When the federal government reduced how much arsenic it would allow in drinking water in 2006, the water system in Jim Maciel’s Central Valley community was suddenly considered unsafe to drink. Bringing that arsenic content back down to a safe level required a lot of work, as he explains to a few colleagues at a water leadership institute in Visalia. “It took us about 8 years and $9.2 million to comply with their new standards,” he says. “And we just got that plant online in September of 2017.”

“Eight and a half years,” says Raul Barraza, Jr., who can’t help but connect the stress of running a water system with the thinning grey hair on Maciel’s head. “Jim’s hair was black back then,” he jokes.
The two of them are attending the 2019 Rural Communities Water Managers Leadership Institute, a free 6-month program offered by the Visalia-based non-profit organization Self-Help Enterprises. During one Saturday a month, it offers workshops and field trips to help local water leaders navigate the state’s byzantine water regulatory system. It’s called in roughly 20 attendees from across the San Joaquin Valley, from Fresno and Bakersfield to Poplar and Three Rivers.
Maciel is a board member with the Community Services District in Armona, an unincorporated community of about 4,000 people between Hanford and Lemoore. “It’s just a nice little community,” he says. “We have quite a few retired farmworkers, as well as just elderly people.”

He himself has retired from his job selling agricultural equipment, but he’s served nearly 20 years on this board, which manages not just drinking water, but also Armona's sewage and garbage services. He’s helped solve the community's arsenic problem twice, finally providing water that’s now safe to drink directly from the faucet.
Still, living in an unincorporated community presents challenges that don’t happen in big cities like Fresno or Bakersfield. “They have paid staff goes to their meetings, but in communities like Armona and Home Gardens and hundreds of us, we're volunteers,” he says. “I'm lucky enough to be retired and I can go to a lot of these meetings, but the people out there that’re working, you have to just keep your jobs.”
He’s come to the institute to learn how to better serve his community and to share ideas with those in similar positions in other communities. And there are a lot of them: More than 300 water systems in California are currently out of compliance with state code, leaving 1.5 million people with potentially unsafe drinking water. Half of those systems are in the San Joaquin Valley.
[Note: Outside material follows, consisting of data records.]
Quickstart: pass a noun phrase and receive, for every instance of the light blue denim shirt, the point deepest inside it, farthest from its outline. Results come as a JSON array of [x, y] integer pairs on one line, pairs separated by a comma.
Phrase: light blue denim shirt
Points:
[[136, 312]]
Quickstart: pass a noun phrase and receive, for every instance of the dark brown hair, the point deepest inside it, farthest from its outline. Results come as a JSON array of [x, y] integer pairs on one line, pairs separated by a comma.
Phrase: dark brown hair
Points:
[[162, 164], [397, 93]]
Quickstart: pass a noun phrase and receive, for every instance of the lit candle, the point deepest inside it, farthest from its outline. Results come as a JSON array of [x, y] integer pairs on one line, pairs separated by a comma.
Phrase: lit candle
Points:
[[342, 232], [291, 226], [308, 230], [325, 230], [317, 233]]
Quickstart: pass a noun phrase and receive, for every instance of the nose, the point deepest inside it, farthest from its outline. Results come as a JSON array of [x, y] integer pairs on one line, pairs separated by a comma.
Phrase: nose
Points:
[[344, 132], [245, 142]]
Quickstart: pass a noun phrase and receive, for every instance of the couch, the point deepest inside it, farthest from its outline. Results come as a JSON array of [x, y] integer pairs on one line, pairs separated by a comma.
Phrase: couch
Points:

There are solutions, but accessing them can be fraught with obstacles. Take it from Raul Barraza, Jr., director of the Community Services District in the Kern County City of Arvin. The city just recently secured a $14 million state loan to mitigate arsenic contamination, but Barraza explains that every step getting there was costly—even simply commissioning a feasibility study. “That's $150,000 to $200,000, and for a small community, that's huge,” he says. “Just to assess the problem. Just to have experts come in and tell you this is what you’re going to need to solve your problem.”
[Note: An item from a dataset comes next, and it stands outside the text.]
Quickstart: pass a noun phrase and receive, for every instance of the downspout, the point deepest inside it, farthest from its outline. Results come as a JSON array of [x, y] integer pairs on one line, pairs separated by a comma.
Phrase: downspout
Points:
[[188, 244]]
Time and money present challenges, but so can maintaining relationships with residents. Frances Elkhorn helps manage the water for Fuller Acres, a tiny unincorporated community outside Bakersfield whose water is contaminated with a carcinogen known as 1,2,3-TCP. “We had a meeting Thursday night and we had four households show up out of 142,” she says. “We told them it's about the quality of their drinking water, it’s your health issue, and we had four households show up.”
And the decisions aren’t easy: When faced with contamination, do you drill a new well, install a treatment facility, or figure out something else? To pay for it, should you apply for a state loan or grant, raise your local water rates, or both? That’s not even to mention the long list of state and federal agencies to comply with.
“All of that's just incredibly complicated,” says Eva Dominguez, the project manager with Self-Help Enterprises who designed this year’s institute. It’s the third time the organization has offered the program, and one of the goals this year is to galvanize local water leaders to make their voices heard beyond their communities, by regional and statewide decisionmakers. “They may not be the ones sitting on those boards, but they do have the ability to influence some of those decisions,” she says.
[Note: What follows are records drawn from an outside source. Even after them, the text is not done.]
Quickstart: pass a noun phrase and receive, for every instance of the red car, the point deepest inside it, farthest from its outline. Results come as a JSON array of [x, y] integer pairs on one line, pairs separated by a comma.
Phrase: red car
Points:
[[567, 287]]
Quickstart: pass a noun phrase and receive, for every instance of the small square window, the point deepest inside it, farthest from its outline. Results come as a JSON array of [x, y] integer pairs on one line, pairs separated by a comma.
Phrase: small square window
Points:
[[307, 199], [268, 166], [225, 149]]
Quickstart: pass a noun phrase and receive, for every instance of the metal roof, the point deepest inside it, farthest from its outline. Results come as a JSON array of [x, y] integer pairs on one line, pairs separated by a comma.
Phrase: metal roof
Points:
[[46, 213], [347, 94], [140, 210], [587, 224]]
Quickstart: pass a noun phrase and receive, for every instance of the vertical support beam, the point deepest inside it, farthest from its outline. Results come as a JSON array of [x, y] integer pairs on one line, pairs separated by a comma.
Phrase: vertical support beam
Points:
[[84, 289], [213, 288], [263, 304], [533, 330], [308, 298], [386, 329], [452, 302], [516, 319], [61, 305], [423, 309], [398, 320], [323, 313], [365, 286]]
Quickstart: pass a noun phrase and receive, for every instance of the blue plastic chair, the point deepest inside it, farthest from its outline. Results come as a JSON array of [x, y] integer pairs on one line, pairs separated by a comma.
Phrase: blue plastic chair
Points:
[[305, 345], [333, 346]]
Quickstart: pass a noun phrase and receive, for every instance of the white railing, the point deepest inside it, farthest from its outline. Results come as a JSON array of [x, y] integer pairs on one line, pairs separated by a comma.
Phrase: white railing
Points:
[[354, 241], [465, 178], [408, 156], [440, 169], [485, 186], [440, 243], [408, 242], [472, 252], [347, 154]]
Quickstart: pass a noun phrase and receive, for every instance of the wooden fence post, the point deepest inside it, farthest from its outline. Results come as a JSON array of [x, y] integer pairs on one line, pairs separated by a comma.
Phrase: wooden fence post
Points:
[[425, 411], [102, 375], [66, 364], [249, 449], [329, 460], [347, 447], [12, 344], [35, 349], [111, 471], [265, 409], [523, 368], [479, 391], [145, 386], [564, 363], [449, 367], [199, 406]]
That’s why Jonathan London, a professor studying community development and environmental justice at UC Davis, says programs that foster water leadership in rural communities are critical. “They’re really on their own, and they’re facing these really substantial cumulative health burdens,” he says.
Many disadvantaged communities, especially unincorporated ones, grapple with air pollution, too, and a lack of infrastructure. And with no city government, it falls on these water boards—the only locally elected officials—to take control. “This is really a question of democracy, grassroots democracy, to be able to have people in the community making decisions about the issues that affect them,” he says.
The people in this room understand that. And for some, like Jim Maciel in Armona, it’s a calling. “It's a good way that I can use some of my talents to help other people,” he says. “And it's really sort of a labor of love.”
It’s actually his second year taking the leadership institute. He appreciated the first one so much, that this time, he brought along two of his fellow board members.